Tutto inizia nell’ambiente della corte cristiana, un luogo elevato e prezioso in virtù del grande onore e della gentilezza dei suoi membri. Ma poiché nessun luogo è perfetto, Orlando deve affrontare la diffamazione che il meschino Gano opera alle sue spalle. Orlando, edotto delle false accuse rivoltegli, vorrebbe ammazzare il traditore, ma è fermato dagli altri. Orlando è infuriato sia perché è stato disonorato, sia perché Carlo ha dato credito a quelle falsità.
Cosa resta da fare, allora, ad un grande paladino?

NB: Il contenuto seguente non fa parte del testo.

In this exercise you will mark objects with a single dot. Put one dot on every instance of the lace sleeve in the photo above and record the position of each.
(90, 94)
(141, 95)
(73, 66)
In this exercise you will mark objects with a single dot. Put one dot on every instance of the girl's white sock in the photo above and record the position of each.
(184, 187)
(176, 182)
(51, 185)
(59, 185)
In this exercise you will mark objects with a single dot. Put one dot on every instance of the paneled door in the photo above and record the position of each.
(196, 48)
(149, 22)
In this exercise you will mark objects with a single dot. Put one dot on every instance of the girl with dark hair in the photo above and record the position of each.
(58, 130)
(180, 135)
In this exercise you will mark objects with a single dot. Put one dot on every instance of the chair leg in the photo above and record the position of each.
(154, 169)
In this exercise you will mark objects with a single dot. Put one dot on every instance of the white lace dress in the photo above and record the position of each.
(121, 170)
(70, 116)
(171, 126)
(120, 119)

I lettori più scaltri diranno: “prendere tutta la lista dei suoi compagni e portarla via con sé, così che Carlo non sappia più, rincitrullito com’è, a chi affidarsi”.

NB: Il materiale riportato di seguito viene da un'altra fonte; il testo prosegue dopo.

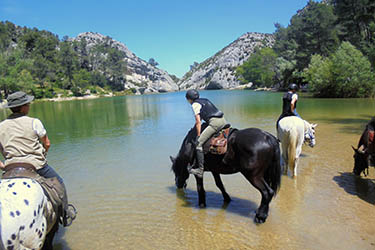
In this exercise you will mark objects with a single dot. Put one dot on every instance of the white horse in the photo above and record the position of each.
(292, 133)
(27, 218)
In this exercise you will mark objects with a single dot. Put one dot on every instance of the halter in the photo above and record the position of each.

Suvvia, signori, stiamo parlando di onorevoli paladini e di alti valori! Sono uomini con un alto senso della dignità, mica ‘ominicchi’ in cerca di ‘legittimi impedimenti’ da accampare finché tutto non verrà archiviato e prescritto! Orlando lo sa quello che va fatto, lui è cavaliere sul serio! Sa che bisogna prendere spada e cavallo e andare a dimostrare che il proprio onore non è mai venuto meno. E dove potrebbe difendere la sua onorevolezza se non sul campo di battaglia?
Nulla a che vedere con i nostri più moderni ‘onorevoli’…
Eppure, col poema, si trovano affinità nella sua parte più fantasiosa e comica, quella dedicata a Morgante e Margutte. Morgante è un gigante (la forza delle misure, dei numeri) che convertitosi al Cristianesimo (senza mai prendere i voti) si affianca all’armata dei paladini e contribuisce alle loro vittorie; Margutte, invece, è un mezzo gigante, parricida, incredibile peccatore (uno da 77 peccati capitali) un ingannatore la cui unica fede è quella nel cibo; uno che potrebbe, per le sue strabilianti doti fagocitatorie, conquistarsi il soprannome di Margutte ‘o fegatiello. Insieme ne combinano di tutti i colori, ma una fra tutte è esemplare. Sono in un’osteria, nel mondo della gente normale. L’oste li accoglie e gli offre un grasso cappone, ma i due appartengono ad una ‘casta’ d’altre pretese e allora, mentre Morgante bastona a dovere il malcapitato oste, Margutte ‘o fegatiello fa razzia di quantità spropositate di cibo, svaligiando e devastando l’intera osteria. L’oste, straziato, non vede l’ora che vadano, perché “hanno mangiato tanto che in un mese/ non mangerà tutto questo paese”.
Quante somiglianze con l’oggi, dalla Lombardia al Lazio alle amministrazioni d’ogni dove in Italia… e quanto realistica e poco retorica suonerebbe ai giorni nostri l’iperbole dell’oste.
Come si può non rivedere la tavola che noi, piccoli osti, abbiamo imbandito ai nostri 20, 40, 315 o 630 giganti e mezzi giganti (o ominicchi e quaquaraquà) di turno, continuando, senza aver imparato nulla nemmeno dalla letteratura, ad aspettare le ‘mazzate’ con cui pagheranno, sulla nostra schiena, il conto del loro lauto pasto?
Nel Morgante queste storie erano fantasie, invenzioni bizzarre e grottesche atte a suscitare il riso… noi, invece, abbiamo permesso, a nostre spese, che diventassero realtà e abbiamo reso ‘cavalieri’ i ‘birbanti’.
Che nostalgia di Orlando e del suo onore, mentre a noi tocca guardare quotidianamente ben altra schiatta di ‘cavalieri’: che di pelle in gioco, se ne mettono una, è la nostra; che l’onore (se ne hanno mai avuto uno), l’hanno lasciato sul letto di qualche hotel o in un caveau privato; che anziché mostrar l’onore sul campo di battaglia, come mocciosi fuggono portando via il pallone per togliere il gioco a tutti.
Povero Orlando, che amarezza se vedesse i giorni nostri e la loro tempra e come piangerebbe disperato!… ma noi, Noi, abbiamo ancora soltanto lacrime rassegnate e schiene forti? Oppure, avendo visto tante grottesche realtà, siamo finalmente riusciti a realizzare che cittadini, incoscienti, si nasce, ma uomini, consapevoli e maturi, si diventa?